Genetic variants at the 9p21 locus contribute to atherosclerosis through modulation of ANRIL and CDKN2A/B

Abstract Genome-wide association studies (GWAS) have identified genetic variants contributing to the risk of cardiovascular disease (CVD) at the chromosome 9p21 locus. The CVD-associated region is adjacent to the two cyclin dependent kinase inhibitors ( CDKN ) 2A and 2B and the last exons of the non-coding RNA, ANRIL. It is still not clear which of or how these transcripts are involved in the pathogenesis of atherosclerosis.
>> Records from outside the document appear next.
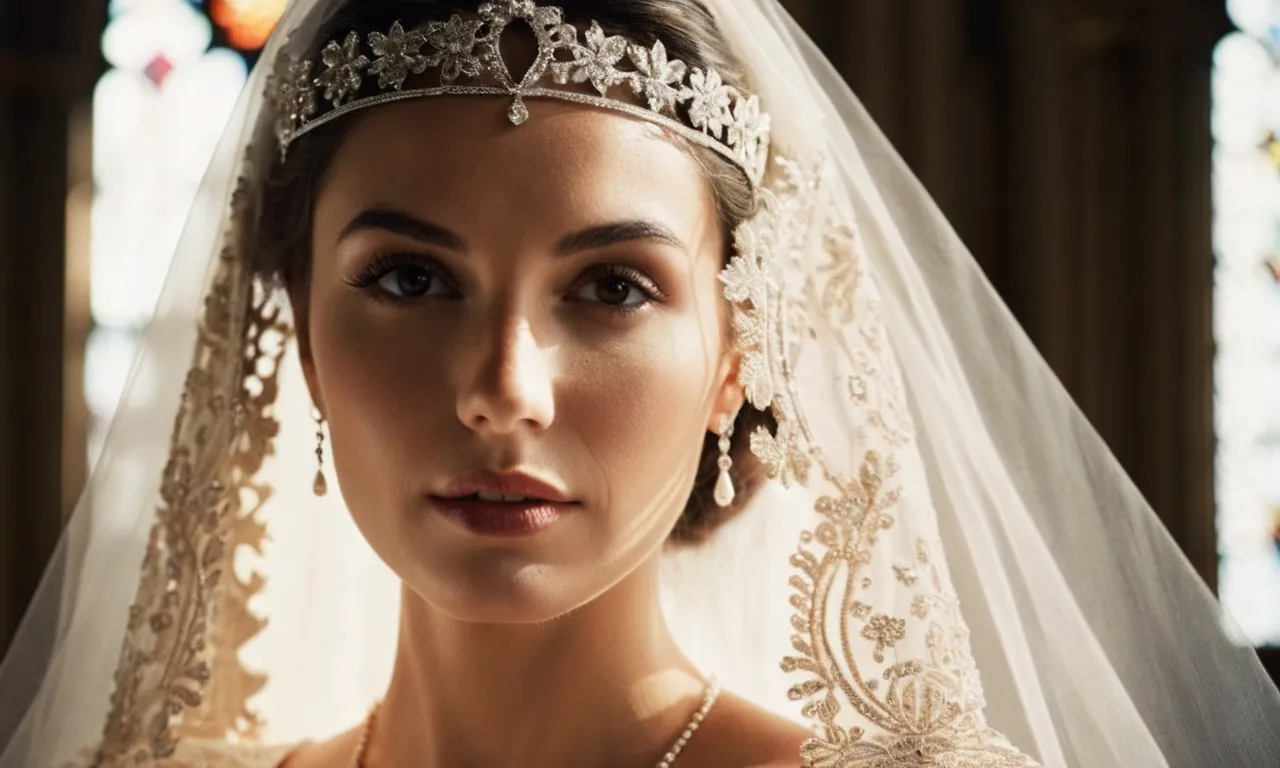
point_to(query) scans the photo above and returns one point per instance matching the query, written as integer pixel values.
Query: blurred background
(1114, 165)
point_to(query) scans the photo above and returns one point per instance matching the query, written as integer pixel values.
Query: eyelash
(368, 278)
(638, 278)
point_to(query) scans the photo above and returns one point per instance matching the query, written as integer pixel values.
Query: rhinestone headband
(714, 115)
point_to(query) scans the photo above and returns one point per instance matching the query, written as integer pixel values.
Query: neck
(602, 685)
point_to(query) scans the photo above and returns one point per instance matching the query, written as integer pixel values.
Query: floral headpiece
(690, 101)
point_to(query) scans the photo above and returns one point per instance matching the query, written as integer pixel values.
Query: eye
(620, 288)
(408, 282)
(402, 277)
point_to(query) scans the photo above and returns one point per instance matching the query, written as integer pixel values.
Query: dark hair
(686, 28)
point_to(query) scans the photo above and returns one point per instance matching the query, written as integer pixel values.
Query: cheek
(384, 397)
(640, 406)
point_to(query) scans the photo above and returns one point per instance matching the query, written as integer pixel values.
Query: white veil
(946, 469)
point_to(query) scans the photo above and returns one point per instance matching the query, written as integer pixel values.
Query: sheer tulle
(1096, 641)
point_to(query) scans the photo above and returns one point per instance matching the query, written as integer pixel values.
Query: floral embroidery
(659, 76)
(174, 648)
(342, 63)
(296, 99)
(455, 42)
(695, 104)
(709, 97)
(885, 631)
(595, 62)
(397, 55)
(796, 259)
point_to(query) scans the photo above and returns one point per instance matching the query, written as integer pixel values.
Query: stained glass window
(177, 68)
(1247, 315)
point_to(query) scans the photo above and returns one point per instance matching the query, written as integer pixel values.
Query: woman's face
(492, 305)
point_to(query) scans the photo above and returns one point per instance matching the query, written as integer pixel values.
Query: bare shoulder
(739, 734)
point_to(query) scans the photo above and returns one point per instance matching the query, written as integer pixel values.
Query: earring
(725, 484)
(319, 485)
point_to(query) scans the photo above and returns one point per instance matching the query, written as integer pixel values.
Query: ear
(728, 396)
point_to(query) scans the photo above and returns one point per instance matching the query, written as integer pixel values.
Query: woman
(563, 287)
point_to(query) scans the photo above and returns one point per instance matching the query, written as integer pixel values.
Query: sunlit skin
(536, 300)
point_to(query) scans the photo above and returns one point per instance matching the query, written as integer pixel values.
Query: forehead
(461, 155)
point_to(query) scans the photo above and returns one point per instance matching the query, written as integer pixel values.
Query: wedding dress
(951, 568)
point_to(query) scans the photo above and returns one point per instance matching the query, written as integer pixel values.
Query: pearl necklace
(666, 762)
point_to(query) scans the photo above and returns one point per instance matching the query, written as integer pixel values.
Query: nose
(508, 385)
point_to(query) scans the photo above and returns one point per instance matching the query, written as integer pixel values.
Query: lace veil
(951, 568)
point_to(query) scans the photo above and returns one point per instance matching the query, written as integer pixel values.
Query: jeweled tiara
(694, 103)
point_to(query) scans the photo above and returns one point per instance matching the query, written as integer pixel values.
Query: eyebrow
(585, 240)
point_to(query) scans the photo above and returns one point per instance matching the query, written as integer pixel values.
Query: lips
(502, 504)
(503, 488)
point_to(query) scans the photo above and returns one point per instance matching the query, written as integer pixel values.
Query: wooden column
(48, 59)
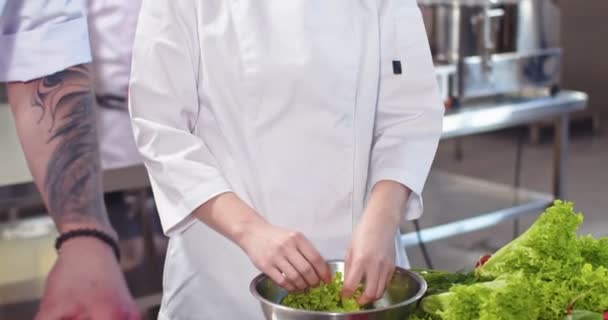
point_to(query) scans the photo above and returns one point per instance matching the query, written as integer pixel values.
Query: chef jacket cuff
(414, 206)
(181, 218)
(40, 52)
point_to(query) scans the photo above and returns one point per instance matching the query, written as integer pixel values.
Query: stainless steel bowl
(399, 299)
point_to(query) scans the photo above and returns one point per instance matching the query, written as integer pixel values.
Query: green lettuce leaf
(548, 247)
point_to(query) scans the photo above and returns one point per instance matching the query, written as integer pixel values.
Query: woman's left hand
(370, 258)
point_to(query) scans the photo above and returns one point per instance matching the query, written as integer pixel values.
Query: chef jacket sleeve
(39, 38)
(410, 112)
(164, 106)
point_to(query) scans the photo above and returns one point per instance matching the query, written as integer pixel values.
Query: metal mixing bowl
(399, 299)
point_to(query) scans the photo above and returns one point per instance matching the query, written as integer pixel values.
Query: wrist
(247, 228)
(84, 225)
(100, 237)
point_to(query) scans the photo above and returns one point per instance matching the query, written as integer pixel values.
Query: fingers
(372, 285)
(385, 282)
(292, 274)
(304, 267)
(353, 276)
(57, 312)
(314, 258)
(280, 280)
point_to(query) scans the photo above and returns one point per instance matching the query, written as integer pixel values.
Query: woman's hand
(371, 256)
(286, 256)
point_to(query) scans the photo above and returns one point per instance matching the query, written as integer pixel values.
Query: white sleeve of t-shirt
(39, 38)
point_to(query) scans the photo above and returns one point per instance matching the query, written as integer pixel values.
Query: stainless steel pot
(399, 300)
(499, 46)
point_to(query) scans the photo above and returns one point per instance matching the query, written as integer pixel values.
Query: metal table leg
(560, 156)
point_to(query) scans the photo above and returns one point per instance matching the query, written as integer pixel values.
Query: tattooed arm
(56, 123)
(55, 119)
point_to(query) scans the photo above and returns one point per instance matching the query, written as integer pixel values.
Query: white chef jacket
(296, 106)
(112, 26)
(39, 38)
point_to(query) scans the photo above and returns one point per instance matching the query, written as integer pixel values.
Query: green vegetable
(584, 315)
(549, 246)
(325, 297)
(536, 276)
(509, 297)
(594, 251)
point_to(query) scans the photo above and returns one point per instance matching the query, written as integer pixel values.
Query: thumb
(352, 279)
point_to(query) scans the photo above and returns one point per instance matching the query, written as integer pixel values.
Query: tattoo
(72, 180)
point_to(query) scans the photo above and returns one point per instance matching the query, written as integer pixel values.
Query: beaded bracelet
(103, 237)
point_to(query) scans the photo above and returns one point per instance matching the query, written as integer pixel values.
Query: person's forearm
(389, 198)
(55, 120)
(229, 216)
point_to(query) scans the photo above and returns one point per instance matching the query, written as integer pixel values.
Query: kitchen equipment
(498, 46)
(399, 300)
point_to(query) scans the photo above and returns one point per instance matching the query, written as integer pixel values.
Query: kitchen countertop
(477, 118)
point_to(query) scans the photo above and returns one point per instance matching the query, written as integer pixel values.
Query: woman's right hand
(286, 256)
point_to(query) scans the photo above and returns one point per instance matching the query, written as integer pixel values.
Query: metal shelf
(458, 204)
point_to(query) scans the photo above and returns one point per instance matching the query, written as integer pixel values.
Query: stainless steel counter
(489, 204)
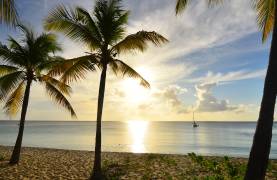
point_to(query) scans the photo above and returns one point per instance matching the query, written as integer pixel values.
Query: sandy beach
(42, 163)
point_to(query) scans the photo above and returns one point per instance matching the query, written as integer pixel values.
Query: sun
(134, 92)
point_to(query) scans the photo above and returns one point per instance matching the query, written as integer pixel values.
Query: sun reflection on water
(137, 129)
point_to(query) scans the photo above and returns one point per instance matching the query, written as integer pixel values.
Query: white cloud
(212, 77)
(207, 102)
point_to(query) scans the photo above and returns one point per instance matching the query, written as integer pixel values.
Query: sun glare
(137, 129)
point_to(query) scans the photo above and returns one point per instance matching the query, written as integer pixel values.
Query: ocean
(210, 138)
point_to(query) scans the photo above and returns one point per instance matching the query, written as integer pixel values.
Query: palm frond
(47, 43)
(9, 56)
(138, 41)
(8, 12)
(111, 20)
(69, 22)
(6, 69)
(74, 69)
(61, 86)
(265, 16)
(59, 98)
(119, 67)
(15, 100)
(9, 82)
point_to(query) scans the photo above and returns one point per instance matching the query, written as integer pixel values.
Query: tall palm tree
(259, 154)
(8, 12)
(103, 33)
(22, 63)
(258, 159)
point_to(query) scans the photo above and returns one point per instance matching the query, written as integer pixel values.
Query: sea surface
(210, 138)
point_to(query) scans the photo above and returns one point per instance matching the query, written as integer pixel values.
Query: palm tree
(259, 154)
(103, 33)
(258, 159)
(22, 63)
(8, 12)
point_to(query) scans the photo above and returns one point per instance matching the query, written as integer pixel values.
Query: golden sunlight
(137, 129)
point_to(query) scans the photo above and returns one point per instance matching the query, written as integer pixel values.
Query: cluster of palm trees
(33, 60)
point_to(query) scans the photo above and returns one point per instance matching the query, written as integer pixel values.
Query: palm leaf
(59, 98)
(119, 67)
(68, 21)
(74, 69)
(8, 13)
(15, 100)
(265, 16)
(9, 82)
(138, 41)
(9, 56)
(6, 69)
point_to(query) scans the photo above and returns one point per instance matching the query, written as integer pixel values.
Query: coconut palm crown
(24, 62)
(104, 33)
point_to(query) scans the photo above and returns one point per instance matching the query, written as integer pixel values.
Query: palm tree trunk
(258, 159)
(17, 148)
(96, 173)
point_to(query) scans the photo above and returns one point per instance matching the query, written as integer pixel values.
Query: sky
(214, 65)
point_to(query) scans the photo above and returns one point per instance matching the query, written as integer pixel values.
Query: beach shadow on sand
(5, 164)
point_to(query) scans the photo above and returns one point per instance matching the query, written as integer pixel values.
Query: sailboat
(194, 124)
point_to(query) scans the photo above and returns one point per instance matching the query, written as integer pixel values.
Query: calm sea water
(211, 138)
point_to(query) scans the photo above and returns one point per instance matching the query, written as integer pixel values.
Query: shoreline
(48, 163)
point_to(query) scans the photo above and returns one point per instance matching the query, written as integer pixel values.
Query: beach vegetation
(104, 33)
(23, 63)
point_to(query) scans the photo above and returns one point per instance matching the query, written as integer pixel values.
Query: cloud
(170, 95)
(207, 102)
(212, 77)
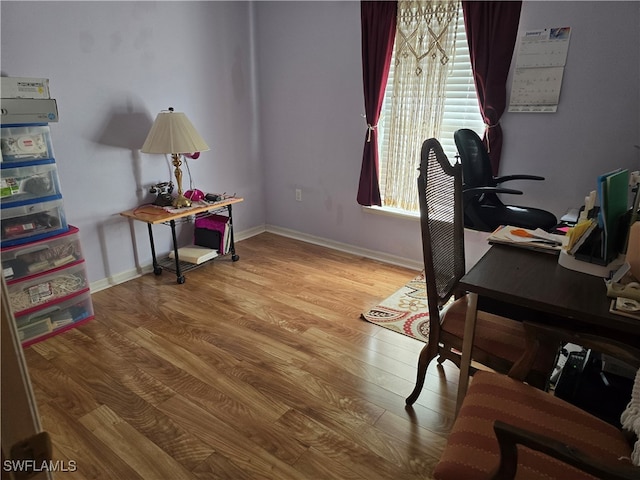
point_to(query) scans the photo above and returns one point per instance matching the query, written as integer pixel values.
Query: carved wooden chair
(499, 342)
(507, 429)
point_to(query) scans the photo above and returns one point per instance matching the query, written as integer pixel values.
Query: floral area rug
(406, 311)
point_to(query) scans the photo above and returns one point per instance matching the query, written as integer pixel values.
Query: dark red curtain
(378, 34)
(492, 29)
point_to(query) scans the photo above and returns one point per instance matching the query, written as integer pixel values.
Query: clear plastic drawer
(36, 257)
(25, 142)
(28, 181)
(55, 318)
(32, 221)
(25, 295)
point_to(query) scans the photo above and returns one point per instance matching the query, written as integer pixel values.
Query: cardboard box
(27, 110)
(22, 87)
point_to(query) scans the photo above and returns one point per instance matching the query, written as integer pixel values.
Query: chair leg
(426, 355)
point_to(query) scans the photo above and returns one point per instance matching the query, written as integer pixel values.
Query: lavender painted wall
(312, 131)
(112, 67)
(276, 90)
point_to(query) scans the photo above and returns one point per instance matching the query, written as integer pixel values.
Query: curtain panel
(378, 34)
(492, 29)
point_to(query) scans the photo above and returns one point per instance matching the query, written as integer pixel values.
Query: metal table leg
(157, 269)
(180, 278)
(234, 257)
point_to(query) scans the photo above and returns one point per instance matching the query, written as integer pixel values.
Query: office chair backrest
(476, 164)
(442, 223)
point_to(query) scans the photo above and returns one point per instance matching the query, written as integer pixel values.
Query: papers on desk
(538, 239)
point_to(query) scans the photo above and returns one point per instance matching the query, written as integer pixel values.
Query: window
(447, 88)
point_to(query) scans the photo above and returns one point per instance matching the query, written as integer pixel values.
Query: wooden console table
(154, 215)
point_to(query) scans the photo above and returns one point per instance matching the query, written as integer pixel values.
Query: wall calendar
(537, 78)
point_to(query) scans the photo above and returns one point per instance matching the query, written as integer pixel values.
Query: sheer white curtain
(424, 50)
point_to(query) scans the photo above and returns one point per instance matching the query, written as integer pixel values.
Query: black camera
(163, 191)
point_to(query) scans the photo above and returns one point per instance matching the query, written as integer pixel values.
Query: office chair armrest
(472, 191)
(506, 178)
(510, 436)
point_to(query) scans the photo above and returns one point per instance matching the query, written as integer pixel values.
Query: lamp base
(181, 201)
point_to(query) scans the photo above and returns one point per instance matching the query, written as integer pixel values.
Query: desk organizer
(25, 142)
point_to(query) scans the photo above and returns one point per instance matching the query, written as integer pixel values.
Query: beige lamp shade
(172, 132)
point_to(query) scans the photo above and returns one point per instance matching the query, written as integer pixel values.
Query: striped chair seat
(472, 451)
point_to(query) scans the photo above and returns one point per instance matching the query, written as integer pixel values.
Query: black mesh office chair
(483, 209)
(498, 341)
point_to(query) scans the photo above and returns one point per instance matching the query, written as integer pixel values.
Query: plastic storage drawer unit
(55, 285)
(55, 318)
(36, 257)
(32, 221)
(25, 142)
(35, 179)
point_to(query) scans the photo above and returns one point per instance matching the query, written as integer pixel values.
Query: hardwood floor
(256, 369)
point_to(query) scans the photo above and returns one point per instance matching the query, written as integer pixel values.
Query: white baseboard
(345, 247)
(285, 232)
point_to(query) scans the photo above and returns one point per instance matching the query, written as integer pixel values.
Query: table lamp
(172, 133)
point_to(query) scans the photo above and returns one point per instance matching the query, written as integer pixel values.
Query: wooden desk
(154, 215)
(527, 285)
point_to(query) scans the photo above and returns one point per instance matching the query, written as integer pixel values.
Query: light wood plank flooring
(256, 369)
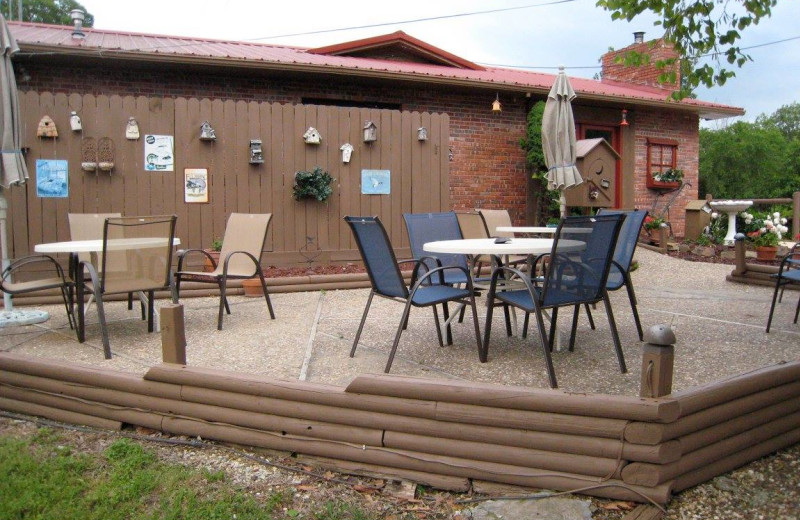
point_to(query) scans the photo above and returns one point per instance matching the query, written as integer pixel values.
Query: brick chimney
(647, 73)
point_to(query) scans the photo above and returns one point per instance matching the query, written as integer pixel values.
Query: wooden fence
(442, 433)
(305, 231)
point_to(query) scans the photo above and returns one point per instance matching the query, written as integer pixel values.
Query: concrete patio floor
(719, 327)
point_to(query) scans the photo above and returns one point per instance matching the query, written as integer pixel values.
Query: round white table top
(96, 246)
(487, 246)
(527, 229)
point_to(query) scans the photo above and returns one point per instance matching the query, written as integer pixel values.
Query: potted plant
(669, 178)
(315, 184)
(213, 251)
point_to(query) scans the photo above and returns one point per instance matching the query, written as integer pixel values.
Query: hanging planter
(315, 184)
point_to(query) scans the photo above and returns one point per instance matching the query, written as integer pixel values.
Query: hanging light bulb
(496, 104)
Objective We assessed the hypothesis that 9p21 locus polymorphisms influence the expression of the transcripts in the region (ANRIL, CDKN2A/B ) and that these transcripts contribute to atherogenesis through the modulation of proliferation in VSMC. Methods We genotyped 18 SNPs ( r2 < 0.8 and MAF > 0.05) across the region of interest: CDKN2A/B and ANRIL , encompassing the CVD-associated region. RNA and DNA were extracted from the blood of 57 volunteers (69–72 years old). Carotid ultrasound was performed in 56 subjects. CDKN2A/B and ANRIL (exons 1–2 and 17–18) expression was measured employing RT-PCR. Gene expression and cell growth were evaluated in cultured VSMC after the siRNA-mediated knock-down of ANRIL. Results The risk alleles for atherosclerosis-related phenotypes were consistently associated with a lower expression of ANRIL when evaluating exons 1–2. Common carotid artery stenosis was associated with a significantly lower ( P < 0.01) expression of ANRIL (exons 1–2). ANRIL knock-down in VSMC caused significant variation in expression of CDKN2A/B ( P < 0.05) and reduction of cell growth ( P < 0.05) in vitro. Conclusion Disease-associated SNPs at the 9p21 locus predominantly affect the expression of ANRIL. Overall, our results suggest that several CVD-associated SNPs in the 9p21 locus affect the expression of ANRIL, which, in turn modulate cell growth, possibly via CDKN2A/B regulation.